Instantly Chaleco seemed transformed; the evil light went out from his face, leaving that look of subtle cunning almost universal among Caloes. With sinister gentleness he strove to soothe me into forgetfulness of all the tiger so late rampant in his nature.
“Come, little one, look up and weep, if you can; this hot and fiery look never was your mother’s.”
“She had only her own wrongs to suffer and forgive; while I—oh, Father of mercies, how great is the load of evil that I inherit and must endure! Am I doomed like Ishmael? Must my hand be raised against all races and all people? Is there no brotherhood—no sisterhood—no humanity left for me on earth?”
“Hush!” said Chaleco, softly, and gliding to the back of my chair—“hush, little one, this is madness!”
As he spoke, I felt the soft touch of his hands upon my head. What unearthly power was it that possessed this man? Scarcely had his palm smoothed down my hair twice, when the oppression upon my chest was gone. A feeling of ineffable calm stole over me; the hate which a moment before had burned in my heart against him, sunk quietly down, as a tiger falls asleep. I remembered all that had been said of my father, it is true, but vaguely as one thinks of a dream; the sting and anguish, the sense of reality was gone. I slept a little, probably ten minutes, for it was not wholly dark when I awoke, but it seemed as if that sweet slumber had refreshed me for hours.
“Come now,” said the gipsy, bringing my bonnet, and a habit of dark green cloth that I usually wore in cold weather when on horseback, “get ready and let us ride. We must make a good night’s work of it!”
“My poor Cora,” I muttered, gathering up the riding-habit, “when you are found, what will there be for me to accomplish? What is before me after that?”
“Hush, Zana—have you no belief in the God you talk about? We of the Caloes, who expect nothing beyond this earth, fear nothing while here; but you, this hereafter makes cowards of you all; you are forever and ever flinging the present—all a man ever is sure of—after the past, or filling it with fears that blacken the future. Bah! what is your faith to be counted for, if it gives no better courage than this?”

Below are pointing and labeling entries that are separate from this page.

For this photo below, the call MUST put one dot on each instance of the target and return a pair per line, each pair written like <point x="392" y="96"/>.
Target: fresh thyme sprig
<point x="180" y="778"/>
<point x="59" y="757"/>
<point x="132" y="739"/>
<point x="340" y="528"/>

I felt the rebuke, and without another complaint equipped myself to depart.
I saw no more of the old house that night, for we passed the secret panel in the winding staircase which led to the main building, and penetrating downward through cellars and vaulted passages, came to the open air through the floor of a dilapidated summer-house.

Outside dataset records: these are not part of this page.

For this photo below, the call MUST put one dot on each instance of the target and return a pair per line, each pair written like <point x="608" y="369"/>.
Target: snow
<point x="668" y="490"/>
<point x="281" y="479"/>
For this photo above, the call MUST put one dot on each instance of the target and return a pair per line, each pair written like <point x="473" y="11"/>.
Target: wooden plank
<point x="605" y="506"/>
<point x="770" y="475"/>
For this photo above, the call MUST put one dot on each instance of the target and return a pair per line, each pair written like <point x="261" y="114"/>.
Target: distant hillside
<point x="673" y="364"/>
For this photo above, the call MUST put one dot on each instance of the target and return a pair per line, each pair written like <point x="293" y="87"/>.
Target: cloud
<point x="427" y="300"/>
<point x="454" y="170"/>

“Look,” said Chaleco, holding his lantern down that I might examine the tessellated pattern worked in with colored marbles. “Should the old house be inhabited at any time, and you wish to seek the tower yonder, press your hand upon this little flag of verd-antique, the only block of that noble stone that you will find here. See how easily it works!”
He touched the diagonal fragment, and instantly the centre of the floor sunk an inch or two and wheeled inward, leaving a circular entrance and a glimpse of the winding stairs we had just mounted, where a large mosaic star had a moment before formed a centre to the radiating pattern of the pavement.

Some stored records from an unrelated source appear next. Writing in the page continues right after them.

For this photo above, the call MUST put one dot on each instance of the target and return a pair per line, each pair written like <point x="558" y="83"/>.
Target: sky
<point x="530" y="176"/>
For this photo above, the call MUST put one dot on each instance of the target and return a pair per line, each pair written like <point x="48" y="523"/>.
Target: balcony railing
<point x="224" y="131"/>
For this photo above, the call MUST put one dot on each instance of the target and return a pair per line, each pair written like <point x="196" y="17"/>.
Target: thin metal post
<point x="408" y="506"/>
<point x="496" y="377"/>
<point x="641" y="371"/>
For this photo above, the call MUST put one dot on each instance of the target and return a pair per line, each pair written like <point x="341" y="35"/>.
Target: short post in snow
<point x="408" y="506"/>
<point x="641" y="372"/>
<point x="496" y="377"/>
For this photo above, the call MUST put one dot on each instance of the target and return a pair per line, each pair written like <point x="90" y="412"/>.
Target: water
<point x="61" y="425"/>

“You understand,” he said, wheeling the star back to its place, “this passage may yet be of use, who knows? At any rate, it is our secret. I found the passage and blocked up the turret door. No one remembers much about the old house now, and the change will never be noticed. No human soul that ever breathed here, save you and I, are alive; and my lady countess must take the old pile as she finds it. Twenty years of ruin will make changes; the birds and I have held possession a long time,” he added, lifting his eyes to the rooks’ nests that blackened the topmost boughs of a group of elms just above us.